Test fix potential TCP deadlock in Active defrag IDMP streams test by vitahlin · Pull Request #14886 · redis/redis

vitahlin · 2026-03-12T15:27:58Z

Failed daily CI: https://github.com/redis/redis/actions/runs/22980491707/job/66718992772

The IDMP streams defrag test sends all commands (100k) before reading any replies, which can cause TCP deadlock when buffers fill up.

Fix by batching writes and reads (1000 iterations per batch), consistent with the approach already used in the script defrag test above.

Note

Low Risk
Low risk: changes are confined to a unit test and only adjust how replies are drained from a deferring client to avoid hangs in slow/TLS CI runs.

Overview
Improves the Active defrag IDMP streams test in tests/unit/memefficiency.tcl by batching reads while enqueueing XADD/SET commands, preventing TCP/congestion deadlocks when many deferred replies accumulate.

Replaces the single large reply-drain loop with periodic drains plus a final “remaining replies” drain, keeping test assertions and behavior the same while making CI runs less flaky.

^{Written by Cursor Bugbot for commit 9a12be9. This will update automatically on new commits. Configure here.}

augmentcode · 2026-03-12T15:30:17Z

🤖 Augment PR Summary

Summary: Reduces flakiness in the “Active defrag IDMP streams” unit test (notably under TLS) by allowing more time for active defrag to complete.

Changes: Increases the defrag-stop wait budget and improves the timeout diagnostics by tracking and reporting observed fragmentation ratios.

_{🤖 Was this summary useful? React with 👍 or 👎}

augmentcode

Review completed. 2 suggestions posted.

Comment augment review to trigger a new review at any time.
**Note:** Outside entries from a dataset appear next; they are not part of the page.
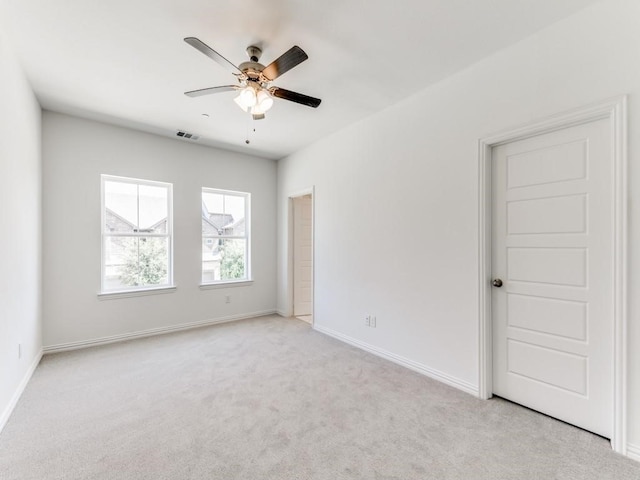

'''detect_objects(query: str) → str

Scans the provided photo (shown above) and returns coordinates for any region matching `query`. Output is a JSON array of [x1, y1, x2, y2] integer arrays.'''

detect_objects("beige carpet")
[[0, 317, 640, 480]]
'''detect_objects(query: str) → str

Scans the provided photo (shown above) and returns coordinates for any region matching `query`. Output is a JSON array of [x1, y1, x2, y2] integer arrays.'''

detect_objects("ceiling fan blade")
[[262, 45, 309, 81], [184, 85, 240, 97], [269, 87, 322, 108], [184, 37, 242, 73]]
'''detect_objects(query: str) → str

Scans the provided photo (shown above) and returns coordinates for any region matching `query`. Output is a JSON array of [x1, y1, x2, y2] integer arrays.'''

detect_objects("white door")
[[491, 120, 614, 438], [293, 195, 313, 317]]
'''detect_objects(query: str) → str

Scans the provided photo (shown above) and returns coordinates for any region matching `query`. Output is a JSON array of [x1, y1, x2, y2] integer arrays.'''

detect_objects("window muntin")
[[101, 175, 173, 293], [202, 188, 251, 285]]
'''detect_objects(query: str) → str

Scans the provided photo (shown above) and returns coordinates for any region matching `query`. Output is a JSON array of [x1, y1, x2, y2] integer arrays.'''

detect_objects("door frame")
[[286, 185, 316, 326], [478, 95, 628, 455]]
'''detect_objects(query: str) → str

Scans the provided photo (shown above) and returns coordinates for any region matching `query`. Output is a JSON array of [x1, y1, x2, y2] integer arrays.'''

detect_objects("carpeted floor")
[[0, 316, 640, 480]]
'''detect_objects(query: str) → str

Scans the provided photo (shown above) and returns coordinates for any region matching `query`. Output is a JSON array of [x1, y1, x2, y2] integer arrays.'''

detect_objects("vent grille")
[[176, 130, 200, 140]]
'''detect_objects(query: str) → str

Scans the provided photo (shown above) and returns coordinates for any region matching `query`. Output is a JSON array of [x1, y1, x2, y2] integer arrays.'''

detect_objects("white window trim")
[[98, 174, 176, 298], [200, 187, 253, 284]]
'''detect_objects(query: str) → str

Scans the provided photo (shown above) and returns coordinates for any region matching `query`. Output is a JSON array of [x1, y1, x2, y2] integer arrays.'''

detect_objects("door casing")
[[478, 95, 627, 455]]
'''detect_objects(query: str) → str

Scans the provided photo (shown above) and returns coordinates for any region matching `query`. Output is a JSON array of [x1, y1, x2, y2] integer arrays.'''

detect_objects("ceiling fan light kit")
[[184, 37, 321, 124]]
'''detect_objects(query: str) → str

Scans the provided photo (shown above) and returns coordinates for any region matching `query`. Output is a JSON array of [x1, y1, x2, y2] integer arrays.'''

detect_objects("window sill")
[[200, 280, 253, 290], [98, 285, 177, 300]]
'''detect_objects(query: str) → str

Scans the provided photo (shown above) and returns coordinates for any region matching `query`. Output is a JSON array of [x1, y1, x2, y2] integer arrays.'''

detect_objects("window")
[[101, 175, 173, 293], [202, 188, 251, 284]]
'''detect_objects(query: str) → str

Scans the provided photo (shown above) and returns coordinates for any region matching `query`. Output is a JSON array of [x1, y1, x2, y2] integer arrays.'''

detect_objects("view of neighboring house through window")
[[102, 175, 173, 292], [202, 188, 251, 284]]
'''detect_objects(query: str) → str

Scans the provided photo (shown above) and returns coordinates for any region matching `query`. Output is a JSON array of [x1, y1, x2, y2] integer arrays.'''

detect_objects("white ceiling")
[[0, 0, 596, 158]]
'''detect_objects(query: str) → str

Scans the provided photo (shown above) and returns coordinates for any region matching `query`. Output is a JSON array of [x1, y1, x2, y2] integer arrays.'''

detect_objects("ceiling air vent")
[[176, 130, 200, 140]]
augmentcode · 2026-03-12T15:30:18Z

            puts [r memory malloc-stats]
            if {$expect_frag != 0} {
-                fail "defrag didn't stop or failed to achieve expected frag ratio ([s allocator_frag_ratio] > $expect_frag)"
+                fail "defrag didn't stop or failed to achieve expected frag ratio ($last_frag > $expect_frag) and final_frag=[s allocator_frag_ratio]"


The failure string prints ($last_frag > $expect_frag) even when the timeout is actually due to active_defrag_running staying nonzero, so it can still produce confusing output like 1.06 > 1.1. Since last_running is captured, consider including it (or otherwise avoiding implying the > relation holds) to make failures unambiguous.

Severity: low

_{🤖 Was this useful? React with 👍 or 👎, or 🚀 if it prevented an incident/outage.}

augmentcode · 2026-03-12T15:30:18Z


                # wait for the active defrag to stop working
-                wait_for_defrag_stop 500 100 1.1
+                wait_for_defrag_stop 1000 100 1.1


Bumping this to wait_for_defrag_stop 1000 100 1.1 raises the worst-case wait to ~100s, so a real defrag stall will hold CI much longer before failing. Worth confirming that longer failure latency is acceptable for this test suite.

Severity: low

_{🤖 Was this useful? React with 👍 or 👎, or 🚀 if it prevented an incident/outage.}

cursor

Cursor Bugbot has reviewed your changes and found 1 potential issue.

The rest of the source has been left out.